OpenAI has introduced its first AI agent, Operator, designed to handle various tasks for users. Operator can autonomously browse the web to make restaurant reservations, compile shopping lists, or create memes. In a demonstration video, Sam Altman and his colleagues showcased the skills Operator currently possesses.
Operator’s interface is similar to ChatGPT, making it familiar to users. The interface includes several linked services like Uber, OpenTable, or eBay, which can be selected to instruct Operator to complete tasks through these services. For instance, Operator can book a restaurant table by selecting OpenTable and specifying the restaurant and time. The AI then opens a browser in the cloud, accesses the OpenTable website, and searches for the restaurant and time.
Operator is capable of self-correction. In a demonstration, the AI initially selected the wrong restaurant location. However, since the OpenAI team had set their location as San Francisco, Operator adjusted the restaurant choice. When the desired time wasn’t available, Operator suggested an alternative.
In another example, OpenAI staff uploaded a shopping list photo, allowing Operator to autonomously shop for the items. Users can monitor each step in the interface and intervene if necessary, or let the AI proceed, freeing up their time for other tasks. If Operator encounters logins, CAPTCHAs, or payment methods during shopping, users must intervene, as the AI doesn’t handle payment with personal data.
Operator navigates websites using screenshots and a virtual mouse and keyboard, powered by a new AI model called Computer-Using Agent (CUA). CUA processes visual elements and is trained with user interfaces to recognize menus, text fields, and buttons. Despite being in its early development phase, CUA has achieved excellent results in WebArena and WebVoyager benchmarks.

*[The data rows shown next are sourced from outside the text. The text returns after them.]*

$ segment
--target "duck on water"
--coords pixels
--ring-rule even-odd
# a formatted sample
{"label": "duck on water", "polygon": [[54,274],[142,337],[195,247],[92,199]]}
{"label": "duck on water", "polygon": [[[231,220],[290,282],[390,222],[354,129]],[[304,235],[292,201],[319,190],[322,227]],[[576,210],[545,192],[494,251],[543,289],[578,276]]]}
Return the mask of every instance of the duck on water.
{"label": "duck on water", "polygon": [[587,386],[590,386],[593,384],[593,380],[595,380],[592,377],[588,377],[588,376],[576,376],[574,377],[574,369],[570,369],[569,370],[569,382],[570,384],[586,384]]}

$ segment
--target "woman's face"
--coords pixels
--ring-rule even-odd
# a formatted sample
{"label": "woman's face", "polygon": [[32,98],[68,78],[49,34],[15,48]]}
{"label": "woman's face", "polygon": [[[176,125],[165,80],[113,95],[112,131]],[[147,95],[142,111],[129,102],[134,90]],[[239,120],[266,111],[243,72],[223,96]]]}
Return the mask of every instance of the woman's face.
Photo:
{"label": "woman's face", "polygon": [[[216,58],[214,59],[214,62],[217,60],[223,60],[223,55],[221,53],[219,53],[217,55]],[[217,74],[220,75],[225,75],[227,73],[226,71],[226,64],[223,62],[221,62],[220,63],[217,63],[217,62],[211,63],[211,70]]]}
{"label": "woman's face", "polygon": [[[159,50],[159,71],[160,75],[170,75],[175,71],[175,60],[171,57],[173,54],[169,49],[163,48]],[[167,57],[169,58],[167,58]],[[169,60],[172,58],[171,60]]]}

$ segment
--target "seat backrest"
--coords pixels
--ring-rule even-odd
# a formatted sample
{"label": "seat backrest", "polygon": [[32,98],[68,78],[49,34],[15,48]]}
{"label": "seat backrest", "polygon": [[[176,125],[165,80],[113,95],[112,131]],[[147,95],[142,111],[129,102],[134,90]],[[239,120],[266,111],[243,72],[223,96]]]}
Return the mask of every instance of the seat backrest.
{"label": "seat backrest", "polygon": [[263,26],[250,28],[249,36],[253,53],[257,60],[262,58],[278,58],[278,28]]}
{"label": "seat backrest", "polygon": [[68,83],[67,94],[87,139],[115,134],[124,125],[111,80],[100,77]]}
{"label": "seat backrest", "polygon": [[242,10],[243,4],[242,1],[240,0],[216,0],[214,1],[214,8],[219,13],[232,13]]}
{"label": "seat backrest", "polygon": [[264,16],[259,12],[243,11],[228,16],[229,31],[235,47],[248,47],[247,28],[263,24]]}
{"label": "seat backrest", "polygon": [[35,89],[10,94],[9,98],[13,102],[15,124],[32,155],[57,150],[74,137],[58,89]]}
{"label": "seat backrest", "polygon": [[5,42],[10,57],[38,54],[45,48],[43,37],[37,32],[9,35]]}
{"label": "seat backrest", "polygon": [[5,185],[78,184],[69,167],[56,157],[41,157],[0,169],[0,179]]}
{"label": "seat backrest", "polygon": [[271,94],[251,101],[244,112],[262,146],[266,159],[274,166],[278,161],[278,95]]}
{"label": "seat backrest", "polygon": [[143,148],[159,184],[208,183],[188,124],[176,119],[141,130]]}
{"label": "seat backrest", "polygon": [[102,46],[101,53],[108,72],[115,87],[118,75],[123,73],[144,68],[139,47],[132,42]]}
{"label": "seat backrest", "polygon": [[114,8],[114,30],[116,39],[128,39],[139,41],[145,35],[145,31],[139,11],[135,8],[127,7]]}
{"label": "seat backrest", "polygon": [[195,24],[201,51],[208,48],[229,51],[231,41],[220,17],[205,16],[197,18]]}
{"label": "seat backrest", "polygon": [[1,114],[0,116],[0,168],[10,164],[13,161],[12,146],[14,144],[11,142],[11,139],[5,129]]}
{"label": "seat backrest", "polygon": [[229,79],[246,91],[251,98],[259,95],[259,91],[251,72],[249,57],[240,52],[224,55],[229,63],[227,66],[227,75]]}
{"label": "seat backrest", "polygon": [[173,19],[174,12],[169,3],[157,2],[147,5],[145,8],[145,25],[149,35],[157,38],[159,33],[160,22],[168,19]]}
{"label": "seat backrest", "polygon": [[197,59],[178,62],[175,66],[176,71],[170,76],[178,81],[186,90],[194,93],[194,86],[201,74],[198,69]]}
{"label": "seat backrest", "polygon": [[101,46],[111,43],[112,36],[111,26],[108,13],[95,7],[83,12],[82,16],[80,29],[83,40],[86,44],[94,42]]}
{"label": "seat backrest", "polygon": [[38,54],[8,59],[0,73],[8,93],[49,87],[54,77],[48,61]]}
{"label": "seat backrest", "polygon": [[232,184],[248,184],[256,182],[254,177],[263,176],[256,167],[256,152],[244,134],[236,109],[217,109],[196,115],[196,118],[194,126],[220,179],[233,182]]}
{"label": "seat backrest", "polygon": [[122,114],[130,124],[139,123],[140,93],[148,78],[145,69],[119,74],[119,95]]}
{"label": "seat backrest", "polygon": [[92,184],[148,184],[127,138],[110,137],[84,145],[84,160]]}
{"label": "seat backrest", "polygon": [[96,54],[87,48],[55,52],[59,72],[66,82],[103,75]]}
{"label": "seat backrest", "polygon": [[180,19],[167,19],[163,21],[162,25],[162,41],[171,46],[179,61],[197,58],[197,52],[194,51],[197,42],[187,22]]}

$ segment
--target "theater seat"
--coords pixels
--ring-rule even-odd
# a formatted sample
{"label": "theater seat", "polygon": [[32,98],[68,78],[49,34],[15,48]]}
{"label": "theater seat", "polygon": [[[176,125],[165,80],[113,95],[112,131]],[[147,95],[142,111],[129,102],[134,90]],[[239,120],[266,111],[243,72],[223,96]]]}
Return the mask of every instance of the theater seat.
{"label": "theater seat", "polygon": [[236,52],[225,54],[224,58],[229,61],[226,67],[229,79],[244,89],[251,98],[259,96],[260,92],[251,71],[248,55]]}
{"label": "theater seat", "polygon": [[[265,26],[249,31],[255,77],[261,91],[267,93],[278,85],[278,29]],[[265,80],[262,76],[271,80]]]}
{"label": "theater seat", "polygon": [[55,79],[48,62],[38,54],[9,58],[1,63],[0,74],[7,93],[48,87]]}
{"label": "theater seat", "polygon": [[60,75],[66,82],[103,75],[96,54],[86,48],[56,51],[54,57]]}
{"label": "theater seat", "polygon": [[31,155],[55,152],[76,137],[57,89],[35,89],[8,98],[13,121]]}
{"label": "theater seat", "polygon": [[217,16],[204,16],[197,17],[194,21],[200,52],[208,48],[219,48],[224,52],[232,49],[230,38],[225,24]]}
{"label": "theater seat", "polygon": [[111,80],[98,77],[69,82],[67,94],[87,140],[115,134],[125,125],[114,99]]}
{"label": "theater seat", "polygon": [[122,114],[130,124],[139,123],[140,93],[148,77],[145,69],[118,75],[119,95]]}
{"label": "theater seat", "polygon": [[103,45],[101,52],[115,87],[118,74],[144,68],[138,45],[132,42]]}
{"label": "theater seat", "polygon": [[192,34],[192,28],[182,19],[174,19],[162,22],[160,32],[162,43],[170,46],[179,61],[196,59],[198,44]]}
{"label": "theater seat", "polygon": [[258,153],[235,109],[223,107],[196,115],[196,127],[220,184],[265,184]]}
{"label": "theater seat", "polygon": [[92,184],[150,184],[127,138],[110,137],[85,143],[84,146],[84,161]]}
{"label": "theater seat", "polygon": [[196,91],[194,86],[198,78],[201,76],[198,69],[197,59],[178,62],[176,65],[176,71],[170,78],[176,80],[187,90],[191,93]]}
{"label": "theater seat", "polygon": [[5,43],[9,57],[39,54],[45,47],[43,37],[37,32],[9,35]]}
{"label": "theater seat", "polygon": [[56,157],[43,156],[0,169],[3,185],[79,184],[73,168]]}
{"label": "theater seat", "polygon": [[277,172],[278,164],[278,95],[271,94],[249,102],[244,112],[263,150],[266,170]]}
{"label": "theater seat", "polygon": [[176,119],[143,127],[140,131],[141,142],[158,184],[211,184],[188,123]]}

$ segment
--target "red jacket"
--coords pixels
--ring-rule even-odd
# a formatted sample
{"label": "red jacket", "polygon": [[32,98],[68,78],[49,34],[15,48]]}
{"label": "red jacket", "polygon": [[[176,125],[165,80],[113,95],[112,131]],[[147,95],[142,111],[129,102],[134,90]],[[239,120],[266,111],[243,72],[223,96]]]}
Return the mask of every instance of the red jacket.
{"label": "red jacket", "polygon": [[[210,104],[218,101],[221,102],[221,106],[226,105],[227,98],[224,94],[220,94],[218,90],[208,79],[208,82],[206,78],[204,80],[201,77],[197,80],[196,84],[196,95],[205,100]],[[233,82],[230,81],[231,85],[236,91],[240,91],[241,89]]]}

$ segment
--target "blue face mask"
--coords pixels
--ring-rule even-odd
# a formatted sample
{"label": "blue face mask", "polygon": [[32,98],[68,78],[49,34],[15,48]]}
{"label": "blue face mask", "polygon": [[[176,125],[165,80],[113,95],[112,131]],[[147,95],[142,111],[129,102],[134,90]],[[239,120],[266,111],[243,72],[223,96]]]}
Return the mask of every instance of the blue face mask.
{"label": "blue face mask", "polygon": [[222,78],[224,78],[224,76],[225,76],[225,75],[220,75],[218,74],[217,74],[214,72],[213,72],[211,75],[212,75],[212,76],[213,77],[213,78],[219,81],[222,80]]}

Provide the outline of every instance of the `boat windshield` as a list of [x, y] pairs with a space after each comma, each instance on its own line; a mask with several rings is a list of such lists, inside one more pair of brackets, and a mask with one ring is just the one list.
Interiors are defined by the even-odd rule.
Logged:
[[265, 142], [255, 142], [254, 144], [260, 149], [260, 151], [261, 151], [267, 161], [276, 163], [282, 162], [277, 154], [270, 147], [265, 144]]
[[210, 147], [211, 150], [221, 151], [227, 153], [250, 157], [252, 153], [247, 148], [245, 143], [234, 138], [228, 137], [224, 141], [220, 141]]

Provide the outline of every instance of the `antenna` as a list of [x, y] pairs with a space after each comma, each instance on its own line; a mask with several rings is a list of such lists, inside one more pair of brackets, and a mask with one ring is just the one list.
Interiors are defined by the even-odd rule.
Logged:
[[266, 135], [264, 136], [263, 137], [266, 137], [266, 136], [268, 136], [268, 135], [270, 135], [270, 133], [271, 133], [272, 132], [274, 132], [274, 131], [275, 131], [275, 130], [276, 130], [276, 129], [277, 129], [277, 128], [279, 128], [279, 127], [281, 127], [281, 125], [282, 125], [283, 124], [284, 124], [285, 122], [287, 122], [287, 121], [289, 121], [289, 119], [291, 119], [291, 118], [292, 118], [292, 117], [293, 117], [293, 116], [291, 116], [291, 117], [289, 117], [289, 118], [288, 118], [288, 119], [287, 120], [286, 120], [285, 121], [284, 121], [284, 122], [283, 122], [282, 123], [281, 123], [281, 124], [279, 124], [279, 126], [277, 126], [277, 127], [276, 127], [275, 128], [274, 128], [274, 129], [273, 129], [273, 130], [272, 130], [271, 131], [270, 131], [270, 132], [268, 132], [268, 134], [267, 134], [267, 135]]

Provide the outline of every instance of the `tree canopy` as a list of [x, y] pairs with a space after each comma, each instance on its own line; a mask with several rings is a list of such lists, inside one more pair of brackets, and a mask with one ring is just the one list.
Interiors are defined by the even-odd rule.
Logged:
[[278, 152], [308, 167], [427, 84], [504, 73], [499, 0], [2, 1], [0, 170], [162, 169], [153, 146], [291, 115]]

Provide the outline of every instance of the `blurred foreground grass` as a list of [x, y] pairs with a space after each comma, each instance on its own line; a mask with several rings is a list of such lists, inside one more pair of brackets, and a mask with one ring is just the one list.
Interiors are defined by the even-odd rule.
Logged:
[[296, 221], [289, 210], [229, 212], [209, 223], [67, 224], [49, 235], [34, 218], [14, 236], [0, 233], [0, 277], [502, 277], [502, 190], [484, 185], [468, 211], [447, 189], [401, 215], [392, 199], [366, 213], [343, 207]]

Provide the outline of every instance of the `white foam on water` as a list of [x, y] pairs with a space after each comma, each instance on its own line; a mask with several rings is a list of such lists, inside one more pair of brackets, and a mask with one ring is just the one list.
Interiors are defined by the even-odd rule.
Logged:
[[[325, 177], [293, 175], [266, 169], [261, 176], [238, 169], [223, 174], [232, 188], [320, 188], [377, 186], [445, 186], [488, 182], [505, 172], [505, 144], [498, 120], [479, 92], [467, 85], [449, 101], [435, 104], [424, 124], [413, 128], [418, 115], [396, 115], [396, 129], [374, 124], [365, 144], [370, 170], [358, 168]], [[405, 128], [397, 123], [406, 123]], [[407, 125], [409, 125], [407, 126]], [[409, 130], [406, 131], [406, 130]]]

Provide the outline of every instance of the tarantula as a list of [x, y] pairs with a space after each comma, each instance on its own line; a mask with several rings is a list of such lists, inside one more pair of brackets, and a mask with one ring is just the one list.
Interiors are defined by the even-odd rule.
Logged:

OpenAI emphasizes that Operator is currently a preview, and problems may still occur. Therefore, Operator is initially available to a small group of users, specifically Pro users in the USA, who pay $200 per month for access. OpenAI plans to eventually offer Operator to Plus, Team, and Enterprise users and integrate some of its features into ChatGPT.
With these advancements, OpenAI continues to develop AI tools that can be used locally. The company is exploring various applications of AI, aiming to enhance user experience and productivity. As AI technology progresses, users can expect more sophisticated and efficient tools to assist with everyday tasks.
OpenAI’s Operator exemplifies the potential of AI to streamline daily activities, offering a glimpse into a future where AI agents can handle more complex tasks, allowing users to focus on more critical aspects of their lives and work. As AI continues to evolve, it promises to revolutionize how we interact with technology, making it a more integral part of our routines.
While Operator is currently in a limited preview phase, its capabilities demonstrate the promise of AI in automating tasks and improving efficiency. OpenAI’s ongoing efforts in AI development highlight the transformative power of technology and its potential to reshape various aspects of our lives.